- Born: Westminster, Massachusetts, U.S.
- Education: S.I. Newhouse School of Public Communications State University of New York College of Environmental Science and Forestry
- Occupations: Journalist; community organizer;

= Avery Yale Kamila =

US journalist

Avery Yale Kamila is an American journalist/food writer and community organizer in the state of Maine. Kamila is ranked by polling firm YouGov as one of The Most Popular Columnists in America.

== Biography ==
Kamila was born in Westminster, Massachusetts in the 1970s and grew up on Sunshine Farm, an organic farm in Litchfield, Maine that raised vegetables and pigs. Her grandfather owned a dairy farm in the neighboring town. She worked as a Burger King cashier while in attendance at Oak Hill High School in Wales. Kamila adopted a vegan diet in 1991 after reading “Diet for a New America,” while she was a freshman studying journalism at Syracuse University's S. I. Newhouse School of Public Communications.
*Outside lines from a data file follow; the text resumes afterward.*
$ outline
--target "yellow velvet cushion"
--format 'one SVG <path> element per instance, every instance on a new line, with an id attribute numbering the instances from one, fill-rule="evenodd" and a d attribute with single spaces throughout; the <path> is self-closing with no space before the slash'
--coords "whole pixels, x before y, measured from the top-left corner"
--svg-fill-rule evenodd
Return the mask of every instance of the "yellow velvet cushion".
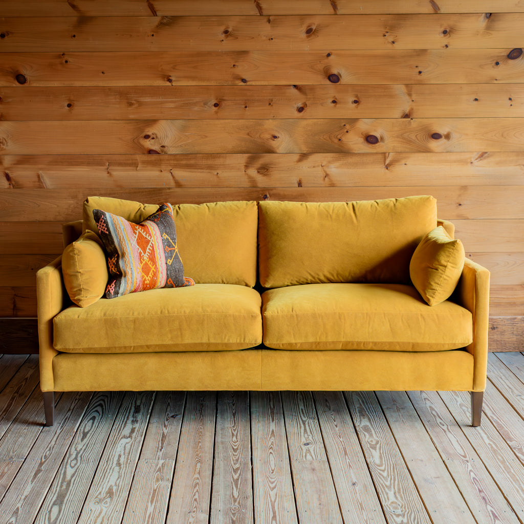
<path id="1" fill-rule="evenodd" d="M 460 240 L 450 238 L 442 226 L 420 241 L 409 264 L 413 285 L 430 305 L 451 296 L 464 268 L 465 253 Z"/>
<path id="2" fill-rule="evenodd" d="M 108 278 L 105 254 L 102 242 L 92 231 L 86 231 L 64 250 L 62 274 L 69 298 L 81 308 L 103 295 Z"/>
<path id="3" fill-rule="evenodd" d="M 61 311 L 53 345 L 92 353 L 245 349 L 262 341 L 260 305 L 254 289 L 231 284 L 131 293 Z"/>
<path id="4" fill-rule="evenodd" d="M 436 226 L 432 196 L 354 202 L 261 202 L 261 285 L 408 284 L 409 261 Z"/>
<path id="5" fill-rule="evenodd" d="M 93 209 L 139 223 L 158 206 L 100 196 L 84 202 L 84 228 L 96 226 Z M 184 269 L 197 283 L 256 282 L 258 209 L 255 202 L 221 202 L 173 205 Z"/>
<path id="6" fill-rule="evenodd" d="M 471 313 L 428 308 L 412 286 L 291 286 L 262 294 L 264 342 L 282 350 L 441 351 L 473 340 Z"/>
<path id="7" fill-rule="evenodd" d="M 179 204 L 173 213 L 184 268 L 195 282 L 255 285 L 256 202 Z"/>

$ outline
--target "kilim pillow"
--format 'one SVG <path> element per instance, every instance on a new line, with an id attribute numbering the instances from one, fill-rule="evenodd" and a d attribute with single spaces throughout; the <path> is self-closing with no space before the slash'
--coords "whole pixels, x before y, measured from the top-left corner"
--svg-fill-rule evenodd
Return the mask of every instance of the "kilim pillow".
<path id="1" fill-rule="evenodd" d="M 163 204 L 140 224 L 100 209 L 93 210 L 93 216 L 107 253 L 107 298 L 194 284 L 184 278 L 170 204 Z"/>
<path id="2" fill-rule="evenodd" d="M 464 268 L 465 253 L 460 240 L 453 240 L 442 226 L 430 231 L 411 257 L 409 274 L 413 285 L 430 305 L 451 296 Z"/>

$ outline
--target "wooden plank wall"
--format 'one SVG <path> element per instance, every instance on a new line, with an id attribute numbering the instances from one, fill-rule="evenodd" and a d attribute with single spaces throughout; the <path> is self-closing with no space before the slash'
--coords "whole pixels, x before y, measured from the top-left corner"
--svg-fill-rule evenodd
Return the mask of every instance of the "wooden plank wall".
<path id="1" fill-rule="evenodd" d="M 4 333 L 31 332 L 35 271 L 89 195 L 431 194 L 492 271 L 491 348 L 524 349 L 521 0 L 17 0 L 0 17 Z"/>

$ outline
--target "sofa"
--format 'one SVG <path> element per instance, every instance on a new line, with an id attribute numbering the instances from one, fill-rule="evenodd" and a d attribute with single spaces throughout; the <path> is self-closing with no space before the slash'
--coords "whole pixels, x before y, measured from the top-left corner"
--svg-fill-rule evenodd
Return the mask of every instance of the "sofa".
<path id="1" fill-rule="evenodd" d="M 480 424 L 489 273 L 433 197 L 82 213 L 37 275 L 47 425 L 55 391 L 162 390 L 468 391 Z"/>

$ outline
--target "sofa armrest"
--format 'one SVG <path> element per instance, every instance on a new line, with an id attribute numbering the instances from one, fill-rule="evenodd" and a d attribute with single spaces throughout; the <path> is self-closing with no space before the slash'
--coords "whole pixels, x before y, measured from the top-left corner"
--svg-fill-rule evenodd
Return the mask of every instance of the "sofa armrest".
<path id="1" fill-rule="evenodd" d="M 486 387 L 489 309 L 489 271 L 466 258 L 454 297 L 473 315 L 473 342 L 466 348 L 474 358 L 474 391 Z"/>
<path id="2" fill-rule="evenodd" d="M 53 347 L 53 319 L 63 309 L 67 293 L 62 279 L 61 255 L 36 274 L 40 345 L 40 383 L 43 391 L 53 388 L 52 360 L 58 352 Z"/>

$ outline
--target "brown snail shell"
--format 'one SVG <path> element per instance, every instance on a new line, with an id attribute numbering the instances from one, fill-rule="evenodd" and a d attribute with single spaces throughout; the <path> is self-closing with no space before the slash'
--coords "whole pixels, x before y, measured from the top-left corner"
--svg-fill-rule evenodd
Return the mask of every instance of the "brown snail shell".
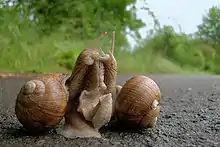
<path id="1" fill-rule="evenodd" d="M 116 117 L 127 126 L 151 128 L 160 112 L 160 99 L 160 89 L 152 79 L 146 76 L 132 77 L 117 96 Z"/>
<path id="2" fill-rule="evenodd" d="M 47 74 L 27 81 L 20 89 L 15 114 L 30 132 L 49 131 L 63 118 L 68 94 L 65 75 Z"/>

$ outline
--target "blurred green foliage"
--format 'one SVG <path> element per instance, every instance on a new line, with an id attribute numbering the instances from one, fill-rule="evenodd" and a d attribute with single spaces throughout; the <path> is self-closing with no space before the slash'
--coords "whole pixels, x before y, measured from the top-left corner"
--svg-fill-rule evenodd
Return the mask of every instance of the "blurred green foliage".
<path id="1" fill-rule="evenodd" d="M 103 32 L 116 31 L 119 73 L 220 73 L 220 8 L 204 13 L 194 34 L 137 18 L 136 0 L 0 0 L 0 71 L 70 72 L 79 53 Z M 147 15 L 148 14 L 148 15 Z M 131 51 L 127 35 L 138 42 Z M 93 47 L 110 47 L 111 34 Z"/>

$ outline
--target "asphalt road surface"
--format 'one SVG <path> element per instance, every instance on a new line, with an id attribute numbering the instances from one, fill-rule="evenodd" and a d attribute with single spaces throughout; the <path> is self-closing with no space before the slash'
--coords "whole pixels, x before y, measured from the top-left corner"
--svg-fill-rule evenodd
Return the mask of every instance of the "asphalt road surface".
<path id="1" fill-rule="evenodd" d="M 123 84 L 133 75 L 118 76 Z M 66 139 L 52 130 L 26 134 L 14 114 L 16 94 L 27 78 L 0 78 L 0 146 L 220 147 L 220 76 L 147 75 L 159 85 L 161 112 L 154 129 L 106 126 L 104 139 Z"/>

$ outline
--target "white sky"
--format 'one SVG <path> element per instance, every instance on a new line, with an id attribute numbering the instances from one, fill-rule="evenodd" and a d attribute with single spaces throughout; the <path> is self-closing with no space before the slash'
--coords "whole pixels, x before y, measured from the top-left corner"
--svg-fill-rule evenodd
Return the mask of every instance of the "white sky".
<path id="1" fill-rule="evenodd" d="M 220 0 L 146 0 L 146 2 L 147 5 L 144 0 L 137 0 L 137 7 L 149 7 L 161 25 L 172 25 L 176 31 L 179 31 L 178 25 L 180 25 L 185 33 L 197 31 L 197 25 L 202 23 L 202 15 L 205 11 L 213 5 L 220 6 Z M 145 10 L 138 10 L 137 15 L 148 24 L 140 31 L 142 37 L 145 37 L 146 31 L 152 28 L 152 18 Z M 132 46 L 134 43 L 132 41 Z"/>

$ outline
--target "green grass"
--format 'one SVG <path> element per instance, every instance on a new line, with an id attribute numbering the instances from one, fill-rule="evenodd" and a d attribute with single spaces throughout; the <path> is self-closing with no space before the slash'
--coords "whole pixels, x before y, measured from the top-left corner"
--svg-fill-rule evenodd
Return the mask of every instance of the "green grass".
<path id="1" fill-rule="evenodd" d="M 50 36 L 41 37 L 30 28 L 21 30 L 15 28 L 1 31 L 0 72 L 71 72 L 77 56 L 91 41 L 68 37 L 59 31 Z M 106 44 L 106 40 L 110 39 L 99 41 L 95 47 L 105 47 L 103 44 Z M 209 74 L 192 67 L 183 68 L 167 57 L 152 53 L 151 50 L 142 49 L 134 53 L 117 51 L 115 57 L 119 74 Z"/>

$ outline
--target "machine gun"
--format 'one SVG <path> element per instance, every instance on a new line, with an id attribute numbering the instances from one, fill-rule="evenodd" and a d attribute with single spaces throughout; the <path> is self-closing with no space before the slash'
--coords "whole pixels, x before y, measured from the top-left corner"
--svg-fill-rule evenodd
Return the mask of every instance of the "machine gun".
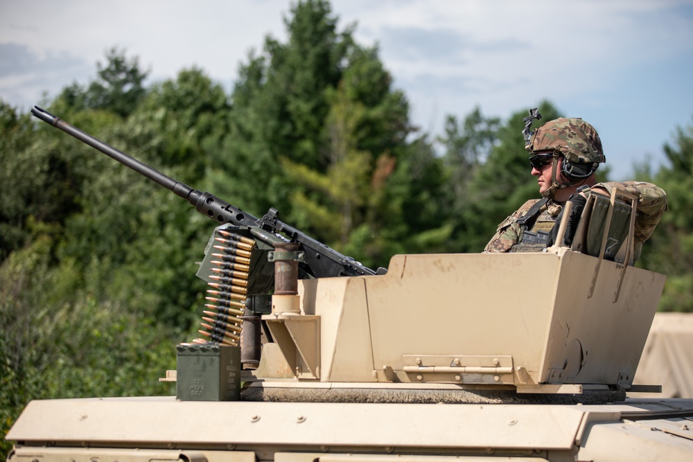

She graduated from State University of New York College of Environmental Science and Forestry in 1995 with a degree in Environment Policy and Management. Kamila is married to Adam Hill and they have a son. She lives in Portland, Maine.

==Journalism==
From 2009 to 2025, Kamila wrote the Vegan Kitchen column for the Maine Sunday Telegram/Portland Press Herald. She previously wrote the Natural Foodie column and the Vegetarian Kitchen column for the Portland Press Herald in Portland, Maine. At one time, she wrote the Society Notebook column for the Maine Sunday Telegram. Kamila started work for a subsidiary of the Portland Press Herald in 2004.

A column Kamila wrote in 2018 about the lack of vegan school meal options convinced the Portland Public Schools to add hot vegan choices. The column upset some readers. The district's superintendent endorsed the idea on Twitter. The national media coverage of the vegan school lunches in Portland cited them as part of a national trend.

Kamila's recipe for pumpkin seed croquettes with shiitake mushroom gravy is included in the Maine Bicentennial Community Cookbook: 200 Recipes Celebrating Maine's Culinary Past, Present & Future, compiled and edited by Margaret Hathaway and Karl Schatz and published by Islandport Press.

Kamila's reporting on Maine restaurants using the vegan veto vote to stay busy in the winter has been cited in other reporting.

== Maine Vegetarian History Project ==
In 2020, Kamila created the Maine Vegetarian History Project and discovered 300 years of vegetarian history in the state of Maine.

Victoria Moran interviewed Kamila on her Main Street Vegan podcast about Maine's vegetarian history. Moran said: "Recently, she’s been researching the history of vegetarianism in her home state and uncovered a rich past full of meat-free and plant-based eating that has been ignored and buried for more than 100 years." Kamila's research has uncovered information about Dr. Horace A. Barrows, Rev. Henry Aiken Worcester, and James Gower, born in 1772 and the great-great-great-great grandfather of Alaska Gov. Sarah Palin.

The American Vegan Society said Kamila's history claims that nut milk is America's first milk because of the history of plant milk making within the Wabanaki tribal nations "shows how the historical record was unwittingly distorted to mask this proto-vegan tradition."

She has written about the history of Seventh-day Adventist prophet who was raised in Maine, Ellen G. White, and stated in 2022 that White's "lasting influence on vegetarian food in the United States continues today." In 2015, Loma Linda University said a profile Kamila had written about White's contributions to religion and health was an "example of the wider cultural recognition of Ellen White’s continuing impact on contemporary life."

In 2023, she presented her research at The Good Life Center, which is the former home of Scott Nearing and Helen Nearing, who wrote the 1970 vegetarian bestseller Living the Good Life.

== Community activism ==
In 2015, Kamila and Maggie Knowles co-founded a grassroots group called Portland Protectors. In 2017, Kamila was featured as a speaker at the March for Science in Portland, Maine. The group convinced the Portland City Council in 2018 to pass a strict pesticide ordinance that mandates organic lawns and gardens within the city.